Creamy wild mushroom and Madeira pork

Cream, Madeira wine and mushroom-truffle salsa add a touch of luxury to tender pork in this lip-smacking recipe from Jo Pratt
By Jo Pratt
Creamy wild mushroom and Madeira pork
  • Rating:
  • Serves: 4
  • Cook Time: 15 minutes
  • Prep Time: 15 minutes
  • Effort: easy



  • 1 tbsp olive oil
  • 900g packet of stir-fry pork
  • 1 onion, sliced
  • 150 ml madeira
  • 3-4 tbsp wild mushroom and truffle salsa, (such as L'Aquila Salsa Truffina available from most supermarkets)
  • 142ml carton of double cream
  • salt, and freshly ground black pepper


1. Heat the oil in a frying pan over a moderate heat and add the onion. Cook until softened and then stir in the pork.

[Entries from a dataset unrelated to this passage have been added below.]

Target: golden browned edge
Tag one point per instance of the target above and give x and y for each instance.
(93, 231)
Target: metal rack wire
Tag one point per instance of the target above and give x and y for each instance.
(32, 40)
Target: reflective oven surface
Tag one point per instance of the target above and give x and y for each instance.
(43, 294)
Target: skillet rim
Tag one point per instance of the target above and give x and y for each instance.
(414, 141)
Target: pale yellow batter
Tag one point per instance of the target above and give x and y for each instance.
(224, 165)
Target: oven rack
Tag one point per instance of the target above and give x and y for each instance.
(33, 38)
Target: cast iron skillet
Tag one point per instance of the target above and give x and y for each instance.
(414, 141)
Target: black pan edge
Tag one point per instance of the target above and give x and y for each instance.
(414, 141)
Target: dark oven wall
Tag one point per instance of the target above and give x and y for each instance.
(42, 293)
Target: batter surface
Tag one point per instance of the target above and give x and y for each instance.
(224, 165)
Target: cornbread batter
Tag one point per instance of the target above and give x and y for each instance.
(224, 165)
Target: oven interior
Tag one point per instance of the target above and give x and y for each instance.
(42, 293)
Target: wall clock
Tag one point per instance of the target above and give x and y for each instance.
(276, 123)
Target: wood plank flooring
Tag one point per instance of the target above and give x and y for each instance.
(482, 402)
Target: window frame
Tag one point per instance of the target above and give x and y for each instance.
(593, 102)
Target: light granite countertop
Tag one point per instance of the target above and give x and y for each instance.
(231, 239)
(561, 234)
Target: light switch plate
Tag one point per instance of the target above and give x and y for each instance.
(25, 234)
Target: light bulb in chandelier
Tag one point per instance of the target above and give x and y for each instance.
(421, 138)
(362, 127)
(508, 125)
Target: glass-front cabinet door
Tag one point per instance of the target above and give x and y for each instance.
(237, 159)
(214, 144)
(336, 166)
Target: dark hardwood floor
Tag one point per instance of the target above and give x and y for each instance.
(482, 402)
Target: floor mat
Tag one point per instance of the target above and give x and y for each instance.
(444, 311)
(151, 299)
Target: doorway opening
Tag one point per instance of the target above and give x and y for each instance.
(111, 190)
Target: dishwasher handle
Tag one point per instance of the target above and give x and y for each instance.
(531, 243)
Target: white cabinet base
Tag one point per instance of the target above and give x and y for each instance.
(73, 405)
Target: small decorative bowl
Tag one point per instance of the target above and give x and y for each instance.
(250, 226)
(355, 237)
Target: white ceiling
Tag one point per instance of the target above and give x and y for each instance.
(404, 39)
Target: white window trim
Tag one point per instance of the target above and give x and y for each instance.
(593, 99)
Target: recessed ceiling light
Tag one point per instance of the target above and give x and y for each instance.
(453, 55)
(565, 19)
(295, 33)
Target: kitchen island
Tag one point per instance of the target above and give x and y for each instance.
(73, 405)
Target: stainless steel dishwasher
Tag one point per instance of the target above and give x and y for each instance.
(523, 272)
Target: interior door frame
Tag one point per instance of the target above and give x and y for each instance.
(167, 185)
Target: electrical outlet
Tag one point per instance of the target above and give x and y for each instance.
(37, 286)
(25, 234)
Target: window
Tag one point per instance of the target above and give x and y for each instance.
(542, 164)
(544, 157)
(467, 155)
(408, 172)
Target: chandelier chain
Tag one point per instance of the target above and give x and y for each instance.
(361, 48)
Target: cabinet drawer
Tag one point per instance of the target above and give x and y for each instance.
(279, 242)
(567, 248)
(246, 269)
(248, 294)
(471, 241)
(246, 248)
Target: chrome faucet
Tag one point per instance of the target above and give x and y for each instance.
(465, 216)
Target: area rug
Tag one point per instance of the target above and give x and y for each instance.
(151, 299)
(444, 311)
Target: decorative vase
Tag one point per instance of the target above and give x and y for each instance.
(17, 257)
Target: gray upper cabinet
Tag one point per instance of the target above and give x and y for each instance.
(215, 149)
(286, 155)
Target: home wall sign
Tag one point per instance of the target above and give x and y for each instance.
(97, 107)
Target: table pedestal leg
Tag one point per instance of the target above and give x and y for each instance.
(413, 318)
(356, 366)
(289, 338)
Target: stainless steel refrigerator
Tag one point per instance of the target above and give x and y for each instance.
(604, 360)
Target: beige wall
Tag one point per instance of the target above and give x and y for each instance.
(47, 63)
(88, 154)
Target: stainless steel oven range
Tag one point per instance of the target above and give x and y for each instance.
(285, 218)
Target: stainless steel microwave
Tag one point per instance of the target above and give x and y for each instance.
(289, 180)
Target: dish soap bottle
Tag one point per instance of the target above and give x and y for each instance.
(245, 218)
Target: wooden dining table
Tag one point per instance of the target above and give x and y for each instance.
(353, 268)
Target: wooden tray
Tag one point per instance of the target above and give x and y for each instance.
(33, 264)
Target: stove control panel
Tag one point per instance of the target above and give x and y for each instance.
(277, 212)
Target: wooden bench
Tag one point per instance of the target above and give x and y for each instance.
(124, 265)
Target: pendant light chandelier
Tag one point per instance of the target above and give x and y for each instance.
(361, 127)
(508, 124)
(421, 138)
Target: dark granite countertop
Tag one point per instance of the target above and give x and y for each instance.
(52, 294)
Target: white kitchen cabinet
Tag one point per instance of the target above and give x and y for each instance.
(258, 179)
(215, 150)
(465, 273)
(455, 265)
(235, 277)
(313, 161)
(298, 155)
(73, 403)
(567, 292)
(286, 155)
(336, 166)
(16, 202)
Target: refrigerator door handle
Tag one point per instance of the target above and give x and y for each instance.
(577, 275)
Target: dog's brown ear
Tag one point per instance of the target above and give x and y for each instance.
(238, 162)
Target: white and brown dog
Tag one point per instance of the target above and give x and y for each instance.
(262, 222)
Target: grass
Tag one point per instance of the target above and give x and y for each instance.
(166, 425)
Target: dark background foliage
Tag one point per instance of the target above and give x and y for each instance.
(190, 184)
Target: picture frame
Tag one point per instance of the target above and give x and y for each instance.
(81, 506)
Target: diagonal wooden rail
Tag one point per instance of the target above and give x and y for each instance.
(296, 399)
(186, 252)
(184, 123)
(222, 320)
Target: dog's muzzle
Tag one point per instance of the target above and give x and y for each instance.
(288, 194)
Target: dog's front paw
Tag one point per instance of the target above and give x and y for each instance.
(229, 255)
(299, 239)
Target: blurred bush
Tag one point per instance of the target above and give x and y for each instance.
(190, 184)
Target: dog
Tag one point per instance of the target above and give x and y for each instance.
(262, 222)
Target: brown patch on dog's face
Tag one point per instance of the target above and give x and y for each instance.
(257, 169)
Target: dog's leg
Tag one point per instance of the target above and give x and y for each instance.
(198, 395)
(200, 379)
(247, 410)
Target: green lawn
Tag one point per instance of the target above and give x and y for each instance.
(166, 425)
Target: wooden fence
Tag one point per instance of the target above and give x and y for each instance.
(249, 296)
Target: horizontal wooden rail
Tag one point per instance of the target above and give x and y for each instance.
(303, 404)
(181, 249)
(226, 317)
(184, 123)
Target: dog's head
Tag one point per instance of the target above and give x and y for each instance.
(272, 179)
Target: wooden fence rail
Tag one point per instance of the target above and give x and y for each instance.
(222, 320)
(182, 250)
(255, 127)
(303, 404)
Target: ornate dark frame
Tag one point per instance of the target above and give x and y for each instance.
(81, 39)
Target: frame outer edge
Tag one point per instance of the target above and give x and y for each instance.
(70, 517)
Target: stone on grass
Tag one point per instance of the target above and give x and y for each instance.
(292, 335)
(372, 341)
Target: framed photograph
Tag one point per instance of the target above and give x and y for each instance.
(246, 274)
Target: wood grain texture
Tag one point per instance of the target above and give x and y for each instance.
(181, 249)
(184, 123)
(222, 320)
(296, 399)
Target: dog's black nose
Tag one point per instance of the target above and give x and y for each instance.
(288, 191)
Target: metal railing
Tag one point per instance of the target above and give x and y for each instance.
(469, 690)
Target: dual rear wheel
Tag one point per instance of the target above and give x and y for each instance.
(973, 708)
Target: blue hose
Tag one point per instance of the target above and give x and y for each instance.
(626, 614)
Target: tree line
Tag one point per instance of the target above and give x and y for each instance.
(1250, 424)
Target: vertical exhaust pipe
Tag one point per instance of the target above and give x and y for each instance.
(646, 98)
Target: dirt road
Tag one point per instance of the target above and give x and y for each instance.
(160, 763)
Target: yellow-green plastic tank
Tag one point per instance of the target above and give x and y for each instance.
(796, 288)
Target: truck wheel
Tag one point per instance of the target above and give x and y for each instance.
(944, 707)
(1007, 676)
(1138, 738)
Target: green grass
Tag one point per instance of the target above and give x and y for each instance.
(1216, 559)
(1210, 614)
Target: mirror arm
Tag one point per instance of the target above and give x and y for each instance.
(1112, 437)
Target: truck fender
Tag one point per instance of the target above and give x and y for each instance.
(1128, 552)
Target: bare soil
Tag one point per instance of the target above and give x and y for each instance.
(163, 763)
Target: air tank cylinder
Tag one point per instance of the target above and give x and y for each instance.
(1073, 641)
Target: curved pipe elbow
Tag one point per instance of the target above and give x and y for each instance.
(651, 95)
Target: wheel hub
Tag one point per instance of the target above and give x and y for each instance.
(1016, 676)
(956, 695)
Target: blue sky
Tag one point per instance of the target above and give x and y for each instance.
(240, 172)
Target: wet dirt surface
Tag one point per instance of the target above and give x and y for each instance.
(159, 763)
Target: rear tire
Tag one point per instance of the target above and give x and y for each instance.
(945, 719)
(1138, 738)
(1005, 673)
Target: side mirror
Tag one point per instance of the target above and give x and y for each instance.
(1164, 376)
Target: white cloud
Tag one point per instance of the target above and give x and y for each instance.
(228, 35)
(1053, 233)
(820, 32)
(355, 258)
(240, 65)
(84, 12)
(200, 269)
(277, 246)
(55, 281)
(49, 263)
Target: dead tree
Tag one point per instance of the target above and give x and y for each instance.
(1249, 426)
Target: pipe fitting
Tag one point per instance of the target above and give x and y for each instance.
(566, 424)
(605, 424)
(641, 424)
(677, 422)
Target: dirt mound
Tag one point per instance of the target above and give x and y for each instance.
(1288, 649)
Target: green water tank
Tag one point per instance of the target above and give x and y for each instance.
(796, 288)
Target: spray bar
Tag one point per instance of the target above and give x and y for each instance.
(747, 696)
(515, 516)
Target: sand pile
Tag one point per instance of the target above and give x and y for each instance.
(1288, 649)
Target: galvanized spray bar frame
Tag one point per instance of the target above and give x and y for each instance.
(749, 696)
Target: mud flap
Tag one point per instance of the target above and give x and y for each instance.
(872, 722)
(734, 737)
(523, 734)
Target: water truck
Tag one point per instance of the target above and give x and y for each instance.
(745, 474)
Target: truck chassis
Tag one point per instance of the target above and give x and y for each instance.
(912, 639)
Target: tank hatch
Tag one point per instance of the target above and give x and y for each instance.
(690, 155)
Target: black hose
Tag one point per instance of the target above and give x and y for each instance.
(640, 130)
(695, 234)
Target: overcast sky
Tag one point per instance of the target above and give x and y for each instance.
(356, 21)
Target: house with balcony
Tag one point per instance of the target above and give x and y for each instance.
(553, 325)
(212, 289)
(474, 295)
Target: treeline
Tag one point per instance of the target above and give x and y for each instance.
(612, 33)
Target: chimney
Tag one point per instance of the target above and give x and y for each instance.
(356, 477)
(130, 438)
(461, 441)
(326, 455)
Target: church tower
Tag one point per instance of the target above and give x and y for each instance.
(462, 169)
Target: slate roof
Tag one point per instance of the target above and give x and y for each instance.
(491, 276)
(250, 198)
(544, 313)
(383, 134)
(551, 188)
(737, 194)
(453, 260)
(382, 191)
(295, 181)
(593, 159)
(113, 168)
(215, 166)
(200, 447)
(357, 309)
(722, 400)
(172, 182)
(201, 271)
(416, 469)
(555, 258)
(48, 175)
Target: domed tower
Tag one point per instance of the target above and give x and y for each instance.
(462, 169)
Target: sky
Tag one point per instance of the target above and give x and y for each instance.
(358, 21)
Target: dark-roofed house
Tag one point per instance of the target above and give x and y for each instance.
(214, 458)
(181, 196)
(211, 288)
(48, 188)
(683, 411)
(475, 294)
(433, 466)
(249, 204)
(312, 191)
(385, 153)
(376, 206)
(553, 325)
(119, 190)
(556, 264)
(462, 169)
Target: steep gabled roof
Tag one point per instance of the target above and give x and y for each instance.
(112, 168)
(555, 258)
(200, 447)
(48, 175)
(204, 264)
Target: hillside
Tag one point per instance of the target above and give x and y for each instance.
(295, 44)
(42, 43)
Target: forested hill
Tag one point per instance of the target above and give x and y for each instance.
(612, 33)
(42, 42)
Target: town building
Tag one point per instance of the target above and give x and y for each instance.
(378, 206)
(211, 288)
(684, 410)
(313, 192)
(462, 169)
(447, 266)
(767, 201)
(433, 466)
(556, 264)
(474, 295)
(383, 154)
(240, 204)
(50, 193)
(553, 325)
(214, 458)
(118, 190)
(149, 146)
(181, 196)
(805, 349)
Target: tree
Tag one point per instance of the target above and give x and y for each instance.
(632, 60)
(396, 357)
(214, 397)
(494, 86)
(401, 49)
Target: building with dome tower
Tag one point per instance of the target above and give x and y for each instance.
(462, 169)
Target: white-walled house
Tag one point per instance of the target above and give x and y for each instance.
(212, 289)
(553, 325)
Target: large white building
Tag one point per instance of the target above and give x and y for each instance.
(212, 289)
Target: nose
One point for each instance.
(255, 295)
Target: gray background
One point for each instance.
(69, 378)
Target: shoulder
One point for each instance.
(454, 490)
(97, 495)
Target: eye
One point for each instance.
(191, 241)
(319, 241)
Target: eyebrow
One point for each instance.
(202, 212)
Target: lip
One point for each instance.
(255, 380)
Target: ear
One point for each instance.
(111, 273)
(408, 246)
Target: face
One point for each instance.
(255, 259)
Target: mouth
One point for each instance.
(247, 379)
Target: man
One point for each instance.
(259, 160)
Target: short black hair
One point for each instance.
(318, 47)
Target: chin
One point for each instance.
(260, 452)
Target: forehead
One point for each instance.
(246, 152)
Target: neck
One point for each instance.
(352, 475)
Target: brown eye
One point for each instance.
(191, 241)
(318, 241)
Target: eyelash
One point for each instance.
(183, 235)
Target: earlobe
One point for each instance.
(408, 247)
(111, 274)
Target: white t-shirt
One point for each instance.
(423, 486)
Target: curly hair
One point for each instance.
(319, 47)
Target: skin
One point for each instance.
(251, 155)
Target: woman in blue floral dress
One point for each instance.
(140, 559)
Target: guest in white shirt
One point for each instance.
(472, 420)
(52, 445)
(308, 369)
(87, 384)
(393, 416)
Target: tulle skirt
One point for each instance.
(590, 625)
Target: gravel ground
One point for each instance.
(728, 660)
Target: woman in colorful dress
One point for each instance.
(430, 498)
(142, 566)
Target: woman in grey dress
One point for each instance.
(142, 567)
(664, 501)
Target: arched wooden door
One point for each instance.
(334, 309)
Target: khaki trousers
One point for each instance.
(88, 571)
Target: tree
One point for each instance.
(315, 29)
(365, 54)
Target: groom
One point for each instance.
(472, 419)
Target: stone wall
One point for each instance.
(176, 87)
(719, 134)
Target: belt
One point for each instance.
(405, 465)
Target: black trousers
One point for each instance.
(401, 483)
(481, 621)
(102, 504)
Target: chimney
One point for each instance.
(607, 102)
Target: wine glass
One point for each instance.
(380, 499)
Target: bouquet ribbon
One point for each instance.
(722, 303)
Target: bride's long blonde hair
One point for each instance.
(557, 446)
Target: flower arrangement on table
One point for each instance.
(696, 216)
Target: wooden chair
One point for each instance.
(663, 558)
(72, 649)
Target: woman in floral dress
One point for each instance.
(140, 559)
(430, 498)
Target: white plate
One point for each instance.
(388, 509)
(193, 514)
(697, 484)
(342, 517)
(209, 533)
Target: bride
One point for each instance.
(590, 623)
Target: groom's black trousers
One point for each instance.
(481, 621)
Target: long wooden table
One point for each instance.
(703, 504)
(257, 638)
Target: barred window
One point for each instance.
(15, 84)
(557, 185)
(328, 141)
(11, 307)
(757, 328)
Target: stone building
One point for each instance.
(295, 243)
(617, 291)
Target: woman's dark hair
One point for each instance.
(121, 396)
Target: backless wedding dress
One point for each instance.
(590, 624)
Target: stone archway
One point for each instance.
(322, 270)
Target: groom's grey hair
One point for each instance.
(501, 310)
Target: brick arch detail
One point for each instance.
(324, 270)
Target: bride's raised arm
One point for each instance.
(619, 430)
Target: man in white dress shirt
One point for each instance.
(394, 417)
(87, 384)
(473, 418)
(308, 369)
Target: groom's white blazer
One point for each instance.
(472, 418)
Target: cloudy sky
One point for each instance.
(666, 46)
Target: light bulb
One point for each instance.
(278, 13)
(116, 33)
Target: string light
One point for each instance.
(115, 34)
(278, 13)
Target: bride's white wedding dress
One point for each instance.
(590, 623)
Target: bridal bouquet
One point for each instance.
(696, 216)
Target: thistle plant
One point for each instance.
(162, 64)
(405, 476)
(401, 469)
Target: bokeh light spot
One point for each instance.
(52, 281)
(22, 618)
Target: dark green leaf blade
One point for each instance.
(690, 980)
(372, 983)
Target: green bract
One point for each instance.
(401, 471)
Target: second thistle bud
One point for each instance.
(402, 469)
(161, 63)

2. Continue to fry until the pork is cooked through. Increase the heat and pour in the Madeira. Bubble the mixture until the Madeira has reduced by half.

3. Stir in the mushroom and truffle salsa and cream. Season to taste with salt and freshly ground black pepper. Simmer for a couple of minutes to thicken the sauce, and then serve immediately.